Someone mentioned being mortgage free at retirement,

I have reason to imagine that is key to financial freedom, and retirement to whatever extent.

In part courtesy of the(then, before the property BOOM) relatively lower NI house prices, in part due to our relatively modest extra TA earnings(but at least the TA kept us from weekend consumer spending and left no time for other money-burning hobbies) we worked our way up the property ladder mortgage free, while driving a (singular, one car only, between 2 wage earners ) very ordinary car.

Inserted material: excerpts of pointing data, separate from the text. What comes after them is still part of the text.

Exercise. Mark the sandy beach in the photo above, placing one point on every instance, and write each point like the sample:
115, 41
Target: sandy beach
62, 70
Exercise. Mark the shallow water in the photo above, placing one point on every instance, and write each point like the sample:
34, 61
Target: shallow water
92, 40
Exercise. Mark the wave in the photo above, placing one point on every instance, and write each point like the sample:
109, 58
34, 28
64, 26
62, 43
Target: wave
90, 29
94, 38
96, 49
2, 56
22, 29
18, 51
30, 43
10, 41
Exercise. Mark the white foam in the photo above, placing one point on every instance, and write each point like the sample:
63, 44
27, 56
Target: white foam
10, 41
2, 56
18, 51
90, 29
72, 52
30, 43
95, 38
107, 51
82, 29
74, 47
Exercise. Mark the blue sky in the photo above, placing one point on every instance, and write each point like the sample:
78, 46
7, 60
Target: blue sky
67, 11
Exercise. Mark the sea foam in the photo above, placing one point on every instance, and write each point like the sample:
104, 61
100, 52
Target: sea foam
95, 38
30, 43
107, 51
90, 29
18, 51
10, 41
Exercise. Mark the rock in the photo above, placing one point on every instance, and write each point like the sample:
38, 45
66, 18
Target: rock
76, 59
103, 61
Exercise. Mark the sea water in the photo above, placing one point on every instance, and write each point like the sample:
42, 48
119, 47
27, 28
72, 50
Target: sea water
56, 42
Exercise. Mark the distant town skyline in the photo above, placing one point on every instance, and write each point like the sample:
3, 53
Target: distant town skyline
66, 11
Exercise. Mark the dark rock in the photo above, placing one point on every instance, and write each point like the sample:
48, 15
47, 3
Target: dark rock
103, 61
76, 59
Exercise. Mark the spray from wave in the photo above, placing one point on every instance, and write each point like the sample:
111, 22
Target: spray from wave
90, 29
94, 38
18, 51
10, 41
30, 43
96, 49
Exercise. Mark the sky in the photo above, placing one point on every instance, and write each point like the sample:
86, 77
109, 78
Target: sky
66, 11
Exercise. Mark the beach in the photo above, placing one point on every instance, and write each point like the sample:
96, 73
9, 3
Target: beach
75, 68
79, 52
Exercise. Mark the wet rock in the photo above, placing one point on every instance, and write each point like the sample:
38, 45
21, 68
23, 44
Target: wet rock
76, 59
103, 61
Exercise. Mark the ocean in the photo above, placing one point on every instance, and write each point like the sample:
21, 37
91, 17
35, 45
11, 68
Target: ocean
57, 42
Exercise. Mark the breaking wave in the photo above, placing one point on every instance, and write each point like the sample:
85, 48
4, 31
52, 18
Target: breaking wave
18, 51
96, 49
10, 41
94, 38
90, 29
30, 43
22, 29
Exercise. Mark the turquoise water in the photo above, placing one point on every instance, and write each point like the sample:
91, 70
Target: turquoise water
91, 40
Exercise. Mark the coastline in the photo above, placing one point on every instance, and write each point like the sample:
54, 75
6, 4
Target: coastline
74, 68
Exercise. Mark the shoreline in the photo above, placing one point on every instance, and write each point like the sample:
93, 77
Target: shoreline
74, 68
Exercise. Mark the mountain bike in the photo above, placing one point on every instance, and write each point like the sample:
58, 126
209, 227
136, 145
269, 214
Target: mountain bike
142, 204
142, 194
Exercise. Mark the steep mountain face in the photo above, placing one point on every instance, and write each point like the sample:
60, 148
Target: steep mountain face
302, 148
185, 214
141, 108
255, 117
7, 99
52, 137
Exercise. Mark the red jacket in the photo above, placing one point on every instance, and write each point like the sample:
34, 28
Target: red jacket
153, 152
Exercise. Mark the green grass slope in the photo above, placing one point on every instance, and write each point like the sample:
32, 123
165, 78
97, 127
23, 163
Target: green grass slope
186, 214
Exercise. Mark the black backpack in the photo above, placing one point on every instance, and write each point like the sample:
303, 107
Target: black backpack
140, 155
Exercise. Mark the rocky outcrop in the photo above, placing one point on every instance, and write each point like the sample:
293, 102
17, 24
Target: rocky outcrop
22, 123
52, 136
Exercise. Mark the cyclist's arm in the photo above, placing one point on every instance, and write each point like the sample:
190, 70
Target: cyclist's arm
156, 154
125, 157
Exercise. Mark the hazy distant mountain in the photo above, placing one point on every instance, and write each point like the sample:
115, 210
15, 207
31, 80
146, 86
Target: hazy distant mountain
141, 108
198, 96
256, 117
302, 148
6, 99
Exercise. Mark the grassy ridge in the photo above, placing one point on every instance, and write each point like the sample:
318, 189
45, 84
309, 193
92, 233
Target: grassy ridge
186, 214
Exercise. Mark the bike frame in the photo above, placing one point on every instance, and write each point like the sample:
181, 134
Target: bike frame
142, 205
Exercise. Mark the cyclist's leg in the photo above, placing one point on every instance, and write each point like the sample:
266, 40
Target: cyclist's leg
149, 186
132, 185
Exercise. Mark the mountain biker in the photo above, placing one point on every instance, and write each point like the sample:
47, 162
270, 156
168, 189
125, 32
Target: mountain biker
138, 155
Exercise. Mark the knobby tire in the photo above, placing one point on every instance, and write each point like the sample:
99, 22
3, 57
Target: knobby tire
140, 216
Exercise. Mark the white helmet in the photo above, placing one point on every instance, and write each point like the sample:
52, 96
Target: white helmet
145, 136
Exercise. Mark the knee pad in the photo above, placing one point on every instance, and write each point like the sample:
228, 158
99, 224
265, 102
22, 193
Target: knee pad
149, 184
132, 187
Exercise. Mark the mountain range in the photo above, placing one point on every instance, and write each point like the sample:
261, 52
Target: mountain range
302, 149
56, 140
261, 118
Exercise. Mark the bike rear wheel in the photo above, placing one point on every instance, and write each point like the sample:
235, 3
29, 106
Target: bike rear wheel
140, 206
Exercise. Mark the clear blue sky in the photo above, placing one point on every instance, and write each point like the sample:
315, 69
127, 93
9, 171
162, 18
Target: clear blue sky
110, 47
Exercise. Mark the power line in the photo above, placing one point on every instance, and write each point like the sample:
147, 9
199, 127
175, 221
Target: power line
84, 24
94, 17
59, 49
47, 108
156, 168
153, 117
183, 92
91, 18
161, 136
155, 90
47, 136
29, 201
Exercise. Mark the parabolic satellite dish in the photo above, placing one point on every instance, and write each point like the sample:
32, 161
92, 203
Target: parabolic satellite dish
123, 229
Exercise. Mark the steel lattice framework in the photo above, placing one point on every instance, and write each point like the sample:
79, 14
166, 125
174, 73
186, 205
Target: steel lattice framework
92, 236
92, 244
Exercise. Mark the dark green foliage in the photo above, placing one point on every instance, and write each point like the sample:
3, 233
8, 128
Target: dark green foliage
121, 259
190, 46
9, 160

Oddly we did not make money "flipping" or selling on properties,(and we only owned 2 before this final self-built home) beyond what would have accrued from investing the money with a Building Society. 

BUT

The key is to have a clearly defined goal to focus on and work towards.

And, where possible avoid subsidizing Bankers or Car dealers lifestyles, by avoiding finance on either of their products.

Cash(N.B. honestly earned and taxes paid) is King.

Marcus

 

Agreed entirely re (honest) cash. The lad who works for me bought a sensible low mileage car about 3 years ago. Asking price from dealer was £10,400. By the time he has finished paying for it over 5 years it will have cost him £15,000.

 

When I started as a a tree surgeon in 2001 my first truck was a 1984 Renault Dodge 50 series bought for £400. I ran this for a bit then bought an LDV convoy brand new over 5 years. I ran this for 10 years and kept putting enough aside so that I had saved enough to buy my next truck (Iveco Daily) and have the body built a swell, without any finance costs.

 

If you can, the only finance to run is a mortgage.

 

I realise I am looking at it from the perspective of an individual, and a very small business. I guess it is a bit different for the big firms who lease their plant.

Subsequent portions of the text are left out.